Why does scipy.optimize.minimize (default) report success without moving with Skyfield?

旧巷老猫 提交于 2019-12-01 21:39:26

问题


scipy.optimize.minimize using default method is returning the initial value as the result, without any error or warning messages.
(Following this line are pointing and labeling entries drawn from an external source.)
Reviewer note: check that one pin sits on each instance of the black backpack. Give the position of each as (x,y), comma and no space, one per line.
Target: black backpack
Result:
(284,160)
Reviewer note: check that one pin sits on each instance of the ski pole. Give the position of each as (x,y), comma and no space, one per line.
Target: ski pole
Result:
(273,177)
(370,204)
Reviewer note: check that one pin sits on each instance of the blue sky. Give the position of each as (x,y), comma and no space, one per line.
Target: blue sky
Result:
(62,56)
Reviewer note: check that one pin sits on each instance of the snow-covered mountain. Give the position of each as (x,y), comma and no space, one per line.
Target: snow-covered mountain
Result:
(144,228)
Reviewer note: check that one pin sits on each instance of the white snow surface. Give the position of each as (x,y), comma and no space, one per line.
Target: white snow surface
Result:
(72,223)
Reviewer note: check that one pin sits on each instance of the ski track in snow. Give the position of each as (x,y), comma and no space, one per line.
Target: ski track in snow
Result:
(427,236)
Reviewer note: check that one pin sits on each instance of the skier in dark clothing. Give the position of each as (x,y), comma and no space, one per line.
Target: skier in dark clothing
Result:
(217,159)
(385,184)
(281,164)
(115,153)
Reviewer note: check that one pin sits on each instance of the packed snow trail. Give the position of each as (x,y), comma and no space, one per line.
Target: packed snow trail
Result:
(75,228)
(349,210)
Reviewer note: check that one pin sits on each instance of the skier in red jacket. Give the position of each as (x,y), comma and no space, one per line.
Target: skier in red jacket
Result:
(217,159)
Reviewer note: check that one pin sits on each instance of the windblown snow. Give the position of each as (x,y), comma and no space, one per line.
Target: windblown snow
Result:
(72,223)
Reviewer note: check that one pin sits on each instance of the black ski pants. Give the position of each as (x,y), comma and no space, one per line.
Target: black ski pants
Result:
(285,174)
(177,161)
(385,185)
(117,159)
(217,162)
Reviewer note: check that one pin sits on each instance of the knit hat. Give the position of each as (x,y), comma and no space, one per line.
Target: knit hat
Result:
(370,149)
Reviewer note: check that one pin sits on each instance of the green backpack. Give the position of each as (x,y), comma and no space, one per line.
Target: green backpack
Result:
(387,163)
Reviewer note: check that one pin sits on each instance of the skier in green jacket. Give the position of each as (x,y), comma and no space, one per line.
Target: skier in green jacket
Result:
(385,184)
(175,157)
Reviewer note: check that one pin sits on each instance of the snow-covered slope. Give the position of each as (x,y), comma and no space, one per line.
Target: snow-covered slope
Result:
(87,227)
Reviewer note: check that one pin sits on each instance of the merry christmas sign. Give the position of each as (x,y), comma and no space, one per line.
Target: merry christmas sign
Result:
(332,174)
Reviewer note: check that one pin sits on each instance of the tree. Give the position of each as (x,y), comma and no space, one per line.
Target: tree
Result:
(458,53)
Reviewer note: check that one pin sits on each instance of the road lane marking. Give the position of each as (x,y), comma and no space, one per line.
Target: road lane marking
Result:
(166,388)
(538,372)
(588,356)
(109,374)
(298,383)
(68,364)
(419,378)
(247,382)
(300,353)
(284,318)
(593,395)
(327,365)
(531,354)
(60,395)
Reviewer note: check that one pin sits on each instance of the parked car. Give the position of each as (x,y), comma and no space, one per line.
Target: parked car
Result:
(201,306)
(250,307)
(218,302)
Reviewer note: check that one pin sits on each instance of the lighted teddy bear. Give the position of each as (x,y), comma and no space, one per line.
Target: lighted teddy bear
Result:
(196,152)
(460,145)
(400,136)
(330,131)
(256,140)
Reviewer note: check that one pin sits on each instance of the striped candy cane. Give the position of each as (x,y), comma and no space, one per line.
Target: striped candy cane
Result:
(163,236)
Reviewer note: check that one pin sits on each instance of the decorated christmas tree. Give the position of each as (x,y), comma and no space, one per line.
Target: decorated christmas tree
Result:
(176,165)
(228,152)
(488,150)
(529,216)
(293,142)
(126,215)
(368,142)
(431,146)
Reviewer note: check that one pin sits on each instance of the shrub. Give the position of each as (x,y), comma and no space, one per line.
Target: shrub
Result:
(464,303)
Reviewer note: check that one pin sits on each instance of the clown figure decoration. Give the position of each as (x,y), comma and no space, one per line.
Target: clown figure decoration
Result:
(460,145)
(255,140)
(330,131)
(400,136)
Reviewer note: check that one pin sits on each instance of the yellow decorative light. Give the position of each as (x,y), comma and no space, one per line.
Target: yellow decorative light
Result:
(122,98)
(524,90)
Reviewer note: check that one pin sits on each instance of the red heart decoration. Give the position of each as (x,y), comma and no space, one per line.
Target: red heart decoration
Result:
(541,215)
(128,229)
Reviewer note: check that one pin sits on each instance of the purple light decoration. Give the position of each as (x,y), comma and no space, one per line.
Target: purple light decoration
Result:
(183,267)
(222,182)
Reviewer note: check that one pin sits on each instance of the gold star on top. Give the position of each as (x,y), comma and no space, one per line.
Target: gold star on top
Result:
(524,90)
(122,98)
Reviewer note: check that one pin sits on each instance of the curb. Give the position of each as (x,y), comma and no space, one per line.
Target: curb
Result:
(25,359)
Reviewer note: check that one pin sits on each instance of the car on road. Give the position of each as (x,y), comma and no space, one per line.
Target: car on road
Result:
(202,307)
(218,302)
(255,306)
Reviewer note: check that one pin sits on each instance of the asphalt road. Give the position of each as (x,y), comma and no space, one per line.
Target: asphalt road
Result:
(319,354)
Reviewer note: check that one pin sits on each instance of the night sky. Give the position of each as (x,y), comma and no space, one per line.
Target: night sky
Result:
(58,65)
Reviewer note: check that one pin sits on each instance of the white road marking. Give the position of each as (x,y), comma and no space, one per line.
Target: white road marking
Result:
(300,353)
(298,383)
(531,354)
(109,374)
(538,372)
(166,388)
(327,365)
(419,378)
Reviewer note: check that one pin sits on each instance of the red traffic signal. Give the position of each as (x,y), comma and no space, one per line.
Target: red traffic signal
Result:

While using the Nelder-Mead method as suggested by this answer solves the problem, I would like to understand:

Why does the default method returns the wrong answer without warning the starting point as the answer - and is there a way I can protect against "wrong answer without warning" avoid this behavior in this case?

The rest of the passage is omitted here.